A SIMONE DE BEAUVOIR - 1940

5 de Enero
Mi querido Castor

¿De manera que ha regresado? Hoy he recibido de usted, en el espacio de dos horas, una carta, un telegrama y un paquete. Con el telegrama tiene suerte de que la censura lo haya dejado pasar. Porque ¿como se le puede ocurrir escribirle a un militar «en sector»: «Envíe el Shakespeare con urgencia»? Huele a espionaje que da miedo. Pero ha salido, el Shakespeare, mi dulce pequeña. Salió con El concepto de la angustia anteayer y supongo que ha llegado hoy y que usted ha salido de apuros. Gracias por los libros. Fíjese que hace unos quince días me entraron ganas, ya no recuerdo por qué, de leer una biografía de Heine. Ah, sí, habrá sido al leer en el libro de Cassou sobre el 48 que estaba ligado a Marx. Y luego su carta de hoy avivó aún más este deseo y ya me disponía a escribirle que me la enviara cuando, precisamente, hela aquí, dulce pequeña flor. Ya he leído treinta y tres páginas con interés. Está bien hecha y es interesante el esfuerzo —que evidentemente se imponía— de situar cada acontecimiento en un marco social. Por ejemplo, en vez de decir, como cualquier biografía corriente: «El pequeño Heine era el preferido de sus tías», añade «por ser el mayor, el heredero masculino destinado a cantar la bendición de los muertos». Se perciben claramente los firmes cimientos de aquellas curiosas familias judías. Así que muchas gracias, estoy encantado, adorable pequeña.

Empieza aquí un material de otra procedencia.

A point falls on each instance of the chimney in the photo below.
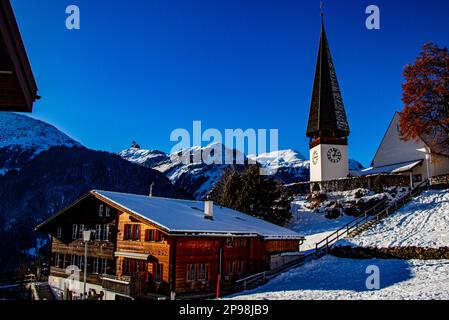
(209, 209)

Encantado también —pero ahora formidablemente— con los dos gruesos cuadernos. Hasta el punto de que se me ocurren ideas para acabar más pronto el infame pequeño que estoy llevando y pasar más pronto a estos dos espléndidos, tan gruesos, tan suaves, con su canto azul noche. Ah, claro, sólo cosas bellas han de escribirse en ellos, pues si no ¿qué? Sepa que si llego a París el 20 o el 25, tendrá nada menos que cinco cuadernos para leer: dos pequeños, dos medianos y uno de los que me acaba de enviar y también un trocito del otro. La tinta también era muy necesaria; figúrese que con el cuaderno, las
cartas y la novela termino un cartucho cada día y medio. En mi vida he escrito tanto. Hoy he hecho una nueva peregrinación, pero no ya para inspeccionar sino más bien con la intención de humedecerme un poco, de perder un poquito de esa sequedad de los últimos días. Salió a pedir de boca, aunque los dos trayectos me hayan dejado insensible; hacía frío en el camión y además el conductor no era simpático. Pero la ciudad misma, tan fea, tan alemana, poseía para mí esa poesía de rostro tumefacto que tenía Berlín. Anduve por sus calles haciendo compras, compré para uno y para otro aceite gomenolado, pasta dentífrica, agujas grandes, plantillas, lanas, qué sé yo. No pensé ni sentí nada demasiado interesante, pero el paseo me devolvió mi pequeña poesía interior. Prescindo muy bien de ella durante ocho días, pero después empieza a faltarme. En el fondo no se necesita mucho y el lugar importa poco. Simplemente un poco de soledad. Estoy menos solo que nunca. Seguimos siendo tres en el cubículo. Y en estos momentos el restaurante está atestado: es el relevo y los cazadores que bajan del frente se regalan, los primeros dos o tres días, con platos especiales. Después vuelve la calma. Pero esta mañana al volver de mi peregrinación y ayer, tenía un minúsculo trocito de mesa para mí y para colmo, la rodilla de un cazador contra mi rodilla y la cartuchera de otro en el trasero. No obstante pude leer a Stendhal, que en este período me gusta cada vez menos. Al final hay una turbia historia de matrimonio que no huele bien, más aún porque para esa época él estaba con Angelina Bereyter —y que usó el pretexto de sus compromisos matrimoniales para declararle su ardiente amor a la señora Daru. Y además, vaya la gente que frecuenta y los ineptos que son. No, no me gusta nada. Pero puede que se tratara de un «período malo». Yo en mi vida he pasado montones, y usted sabe que el año pasado, en cuanto a sinceridad de sentimientos, no me comporté mejor.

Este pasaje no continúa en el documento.